# Homework 1

The assignment requires you to compute the TF-IDF measures for words in a collection of documents or corpus. TF-IDF stands for Term Frequency-Inverse Document Frequency and measures the relevance of a term <i><b>t</b></i> (t can be a word or a sequence of words called an n-gram) for a document in a collection. It is a combination of two measures as follows:

1. Term Frequency (TF) measures the frequency of the term t in a document d. If the term occurs n times in a document, then TF is usually the normalized frequency and is defined as:

	TF(t, d) = n/(number of terms in d)

If the TF measure is high, then the term occurs frequently in the document and is considered relevant for that document. 

2. Inverse Document Frequency (IDF) is

	IDF(t) = log(total number of documents/number of documents containing t)

IDF measures how important a term is in the collection.
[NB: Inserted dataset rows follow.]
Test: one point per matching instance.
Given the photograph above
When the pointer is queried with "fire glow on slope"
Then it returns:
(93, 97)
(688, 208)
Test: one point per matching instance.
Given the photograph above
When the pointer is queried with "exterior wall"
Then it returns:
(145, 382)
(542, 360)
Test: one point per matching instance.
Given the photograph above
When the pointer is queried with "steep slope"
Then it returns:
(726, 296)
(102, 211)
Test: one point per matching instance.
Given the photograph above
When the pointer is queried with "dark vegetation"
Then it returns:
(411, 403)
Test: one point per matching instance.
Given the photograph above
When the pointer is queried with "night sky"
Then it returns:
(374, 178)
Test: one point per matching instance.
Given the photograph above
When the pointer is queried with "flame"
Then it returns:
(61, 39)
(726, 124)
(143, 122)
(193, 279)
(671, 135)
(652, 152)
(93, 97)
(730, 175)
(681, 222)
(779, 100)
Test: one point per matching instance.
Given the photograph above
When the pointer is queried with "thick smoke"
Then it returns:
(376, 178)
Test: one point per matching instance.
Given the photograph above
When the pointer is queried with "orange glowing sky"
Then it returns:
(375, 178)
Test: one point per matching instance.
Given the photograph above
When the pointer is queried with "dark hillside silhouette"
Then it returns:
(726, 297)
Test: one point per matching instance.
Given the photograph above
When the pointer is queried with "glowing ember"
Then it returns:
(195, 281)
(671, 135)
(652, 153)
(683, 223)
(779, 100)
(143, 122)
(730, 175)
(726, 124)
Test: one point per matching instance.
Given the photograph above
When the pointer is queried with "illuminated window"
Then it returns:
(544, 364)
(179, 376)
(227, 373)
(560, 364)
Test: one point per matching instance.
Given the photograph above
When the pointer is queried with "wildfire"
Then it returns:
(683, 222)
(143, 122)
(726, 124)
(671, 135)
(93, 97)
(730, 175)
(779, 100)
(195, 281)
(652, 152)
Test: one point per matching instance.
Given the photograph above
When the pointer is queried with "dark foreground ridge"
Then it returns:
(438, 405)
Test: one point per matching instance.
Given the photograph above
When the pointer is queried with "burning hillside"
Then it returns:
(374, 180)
Terms such as "and" and "the" may occur across all documents and are not considered relevant. So, the IDF value for such terms will be low. 
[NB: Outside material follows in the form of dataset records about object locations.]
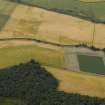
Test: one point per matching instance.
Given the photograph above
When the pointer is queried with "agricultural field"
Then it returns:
(92, 64)
(92, 1)
(22, 21)
(76, 82)
(9, 101)
(12, 53)
(94, 12)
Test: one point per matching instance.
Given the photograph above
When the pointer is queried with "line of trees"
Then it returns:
(33, 84)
Finally, TF-IDF(t, d) = TF(t,d) * IDF(t)

For an example, see the example section at http://www.tfidf.com  . 

Your corpus could be a single file where each line or paragraph is a document or it could be a directory 
with multiple files where each file is a document. See the attached hw1-input.txt for a trivial example of two documents. Each line is a document here and a newline character is the indication for the end of the document. We will use this example to illustrate the computation of TF-IDF. 

You may choose to represent the document collection as a Python list of strings in your program. See the code cell below for a representation of the two documents in hw1-input.txt. We will refer to this document collection as the <i><b>sample document collection</b></i> in this homework. 

IMPORTANT:

(1) You need to strip out ALL punctuation and convert words to lowercase in your program.
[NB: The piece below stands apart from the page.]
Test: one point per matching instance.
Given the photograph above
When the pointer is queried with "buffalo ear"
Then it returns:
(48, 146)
(2)<b> You cannot use any Python library that computes the TF-IDF scores. </b>
    
(3) <b>  You are required to use NumPy arrays and the functions/techniques discussed in class to find the denominators in the TF and IDF measures in Parts III and IV </b> (number of terms in document and number of documents containing t). If you use naive loops to count these measures, you will lose points. Both these measures require you to compute something across the rows/columns. Think of which aggregate functions you could you use in NumPy to do this easily. 

In [1]:
sample_document_collection = ['The car is driven on the road', 'The truck is driven on the highway']

In [2]:
print(sample_document_collection) 

## Part I  - 10 Points

Write a function called doc_vocab that takes a document corpus (could be a filename or a directory name with multiple files in it. You can assume the former for simplicity.) and returns a (1) vocabulary of words for the corpus and (2) the document collection (a list of documents). 

You can implement the vocabulary as a dictionary where the key is the word and the value (to which the key is mapped) is a unique index assigned to the word. 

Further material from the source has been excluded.